João describes the seed raise dynamic as balanced:
“It’s 50/50. Narrative reduces the number of no’s before your first term sheet.”
Traction closes the deal. Narrative accelerates it.
The founders’ conviction preceded the trend. As Seb noted during the episode, this was not luck. It was preparation meeting market readiness.
The Next Chapter: Scaling to 10x
With new capital comes new expectations.
João outlines the next objective clearly:
“We need to 10x from where we are now.”
The focus is on two variables: retention and acquisition. Without retention, acquisition leaks. Without acquisition, retention plateaus.
The strategy is built on two levers. Distribution across organic channels, paid acquisition, and partnerships. And product stickiness through new verticals and viral loops.
“Customers getting more customers and more customers getting more customers.”
Compounding growth is the target, not linear expansion.
Culture: Challenge Every Assumption
Asked about what stayed with them from their time at Revolut, João highlighted a mindset rather than a tactic.
“An acceptable answer can never be ‘because X does it like that.’”
Everything is questioned. Every constraint is tested. Every vendor claim is negotiated.
This mentality mirrors their infrastructure thesis. If you accept legacy rails as immovable, innovation stops. If you challenge them, new financial models emerge.
The team remains intentionally small, currently nine people, with an unusually high hiring bar.
“We interview around 150 candidates for each person we hire.”
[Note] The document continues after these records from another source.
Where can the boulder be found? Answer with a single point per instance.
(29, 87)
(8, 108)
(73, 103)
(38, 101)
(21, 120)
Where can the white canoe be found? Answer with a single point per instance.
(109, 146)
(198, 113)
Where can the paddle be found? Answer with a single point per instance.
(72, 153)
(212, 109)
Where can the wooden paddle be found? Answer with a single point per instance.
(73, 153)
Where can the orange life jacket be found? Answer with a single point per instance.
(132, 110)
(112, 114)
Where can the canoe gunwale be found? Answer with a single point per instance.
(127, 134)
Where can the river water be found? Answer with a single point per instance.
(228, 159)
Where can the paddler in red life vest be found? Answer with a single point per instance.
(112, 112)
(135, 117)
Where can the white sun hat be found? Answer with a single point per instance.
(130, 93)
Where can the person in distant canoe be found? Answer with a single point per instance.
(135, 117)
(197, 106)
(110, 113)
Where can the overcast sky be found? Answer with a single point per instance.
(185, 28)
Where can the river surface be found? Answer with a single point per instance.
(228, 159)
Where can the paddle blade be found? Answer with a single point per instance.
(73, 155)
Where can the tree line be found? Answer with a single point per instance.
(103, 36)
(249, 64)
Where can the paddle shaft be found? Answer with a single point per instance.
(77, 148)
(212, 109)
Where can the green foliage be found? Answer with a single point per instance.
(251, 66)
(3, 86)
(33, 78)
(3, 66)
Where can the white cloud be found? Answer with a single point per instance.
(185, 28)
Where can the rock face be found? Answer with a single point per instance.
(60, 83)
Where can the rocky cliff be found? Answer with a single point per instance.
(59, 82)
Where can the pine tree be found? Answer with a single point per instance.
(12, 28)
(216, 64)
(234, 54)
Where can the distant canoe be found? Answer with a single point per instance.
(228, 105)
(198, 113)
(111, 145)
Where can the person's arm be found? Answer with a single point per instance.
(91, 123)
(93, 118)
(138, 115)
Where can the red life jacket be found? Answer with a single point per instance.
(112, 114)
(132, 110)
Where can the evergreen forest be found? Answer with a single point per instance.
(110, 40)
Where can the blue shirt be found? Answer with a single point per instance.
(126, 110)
Execution density matters more than headcount.
A Different Financial Architecture
This conversation was not about launching features. It was about architectural direction.
Bleap’s founders see blockchain as the most modern accounting layer available today. They believe that if financial services are rebuilt on that layer, the user experience improves not because of design alone, but because the economics underneath change.
Higher cashback becomes sustainable. Savings mechanisms become globally competitive. Cross-border transfers become efficient. Market access becomes less restricted by geography.
The infrastructure fades into the background.
The outcomes come forward.
That is the future they are building toward.